Когда я составил антологию «Строфы века» для перевода на английский, Марина Влади сама вызвалась переправить машинопись за границу. Она вступила в Компартию Франции и после этого могла проходить таможню без досмотра. Хотя в машинописи ничего слишком уж нелегального не было, но для таможенников хватило бы и того, что это машинопись. Да еще килограммов десять. Мы с Володей тащили ее в сумке, держа каждый за свою ручку. Потом Марина перехватила у нас всю русскую поэзию от символистов до Бродского, соединив обе ручки и покачивая бедрами чуть больше чем обычно и блистая улыбкой, пронесла сумку через границу с такой легкостью, как будто она была наполнена лебяжьим пухом, еще и помахала нам свободной рукой. Так что русская поэзия должна быть благодарна ей не только за Володю.
Марина назвала свою книгу «Владимир, или Прерванный полет». Но все эти тридцать лет, которые мы прожили без Володи, их двойной полет на сером волке сквозь чащу домыслов, сплетен и преданий продолжался и продолжается.
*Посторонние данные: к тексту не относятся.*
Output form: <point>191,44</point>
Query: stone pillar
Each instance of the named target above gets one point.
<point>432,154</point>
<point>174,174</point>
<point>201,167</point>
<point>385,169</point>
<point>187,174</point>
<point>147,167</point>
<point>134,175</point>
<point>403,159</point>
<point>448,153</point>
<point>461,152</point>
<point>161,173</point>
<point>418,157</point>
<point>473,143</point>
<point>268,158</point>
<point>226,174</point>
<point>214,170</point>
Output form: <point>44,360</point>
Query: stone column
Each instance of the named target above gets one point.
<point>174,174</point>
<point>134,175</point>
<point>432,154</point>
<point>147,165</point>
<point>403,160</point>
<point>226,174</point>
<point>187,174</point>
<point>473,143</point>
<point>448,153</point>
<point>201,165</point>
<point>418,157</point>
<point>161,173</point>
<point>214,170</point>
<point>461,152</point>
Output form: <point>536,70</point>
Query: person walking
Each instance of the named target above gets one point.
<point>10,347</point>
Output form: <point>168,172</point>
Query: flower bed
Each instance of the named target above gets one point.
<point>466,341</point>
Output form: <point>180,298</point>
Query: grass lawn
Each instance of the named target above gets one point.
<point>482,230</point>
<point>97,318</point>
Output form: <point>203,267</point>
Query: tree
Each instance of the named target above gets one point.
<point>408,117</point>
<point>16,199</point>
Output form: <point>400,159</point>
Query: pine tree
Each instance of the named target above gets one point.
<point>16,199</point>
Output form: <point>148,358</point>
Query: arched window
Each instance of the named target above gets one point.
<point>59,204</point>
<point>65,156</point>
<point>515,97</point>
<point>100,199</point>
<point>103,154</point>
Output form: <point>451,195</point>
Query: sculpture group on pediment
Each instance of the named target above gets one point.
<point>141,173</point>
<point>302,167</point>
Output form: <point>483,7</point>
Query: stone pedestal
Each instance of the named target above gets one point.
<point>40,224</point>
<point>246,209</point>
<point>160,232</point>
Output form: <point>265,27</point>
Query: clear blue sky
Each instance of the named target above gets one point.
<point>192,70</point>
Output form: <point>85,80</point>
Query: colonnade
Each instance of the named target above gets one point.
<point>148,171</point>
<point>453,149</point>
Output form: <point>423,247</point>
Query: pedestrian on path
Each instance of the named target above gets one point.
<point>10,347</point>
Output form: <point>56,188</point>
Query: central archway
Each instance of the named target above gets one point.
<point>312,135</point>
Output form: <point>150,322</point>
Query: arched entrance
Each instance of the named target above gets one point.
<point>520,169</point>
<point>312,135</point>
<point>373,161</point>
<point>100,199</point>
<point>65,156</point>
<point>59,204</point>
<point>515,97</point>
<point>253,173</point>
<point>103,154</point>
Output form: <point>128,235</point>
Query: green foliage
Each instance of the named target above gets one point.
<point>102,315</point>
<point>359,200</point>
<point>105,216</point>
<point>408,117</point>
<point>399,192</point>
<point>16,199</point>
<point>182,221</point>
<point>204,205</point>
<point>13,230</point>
А из окон и на родине, и всюду, куда судьба заносит русских людей, звучат песни нашего Ивана-царевича, многие из которых станут фольклором будущего, и среди них:
А на нейтральной полосе цветы
Необычайной красоты.
Доживем ли мы до того, когда вся наша большая Земля станет нейтральной полосой, где никто никого не убивает?
Евгений ЕВТУШЕНКО
Не прерванный полет
Ты несвободины
нахлебался,
но сказкой родины
навек остался.
Иван-царевичем
летишь, не глядя,
на волке реющем
с Мариной Влади.
Что выше смелости –
сквозь кривотолки
удрать от серости
на сером волке.
Кто не высовывается,
тот будет в жиже,
а жизнь Высоцкого –
в Москве, в Париже,
и в Магадане,
и в Бодайбо.
Тебя годами
скрутить – слабо!
Царевич в свитере,
ты выжил в драме
и между свитами
и царями.
Ты познакомил
народ с народом.
Унасекомил
всех морд по мордам.
И привередливые
твои кони
страну проветривали
в разгоне.
А песни совести
и печали
к свободе собственной
нас приучали.
Кто были первыми,
те – навсегда.
Полет не прерванный –
твоя звезда.
Владимир Высоцкий
Я не люблю
Я не люблю фатального исхода,
От жизни никогда не устаю.
Я не люблю любое время года,
Когда веселых песен не пою.
Я не люблю холодного цинизма,
В восторженность не верю, и еще –
Когда чужой мои читает письма,
Заглядывая мне через плечо.
Я не люблю, когда – наполовину
Или когда прервали разговор.
Я не люблю, когда стреляют в спину,
Я также против выстрелов в упор.
Я ненавижу сплетни в виде версий,
Червей сомненья, почестей иглу,
Или – когда всё время против шерсти,
Или – когда железом по стеклу.
Я не люблю уверенности сытой –
Уж лучше пусть откажут тормоза.
Досадно мне, что слово «честь» забыто
И что в чести наветы за глаза.
Когда я вижу сломанные крылья,
Нет жалости во мне – и неспроста:
Я не люблю насилья и бессилья,
Вот только жаль распятого Христа.
Я не люблю себя, когда я трушу,
И не терплю, когда невинных бьют.
Я не люблю, когда мне лезут в душу,
Тем более – когда в нее плюют.
Я не люблю манежи и арены:
На них мильон меняют по рублю.
Пусть впереди большие перемены –
Я это никогда не полюблю!
Конец 1968
* * * Я несла свою Беду
По весеннему по льду.
Подломился лед – душа оборвалася,
Камнем под воду пошла,
А Беда, хоть тяжела, –
А за острые края задержалася.
И Беда с того вот дня
Ищет по свету меня,
Слухи ходят вместе с ней – с Кривотолками.
А что я не умерла,
Знала голая ветла
Да еще – перепела с перепелками.
Кто ж из них сказал ему,
Господину моему, –
Только выдали меня, проболталися.
И, от страсти сам не свой,
Он отправился за мной,
А за ним – Беда с Молвой увязалися.
Он настиг меня, догнал,
Обнял, на руки поднял,
Рядом с ним в седле Беда ухмылялася…
Но остаться он не мог –
Был всего один денек,
А Беда – на вечный срок задержалася.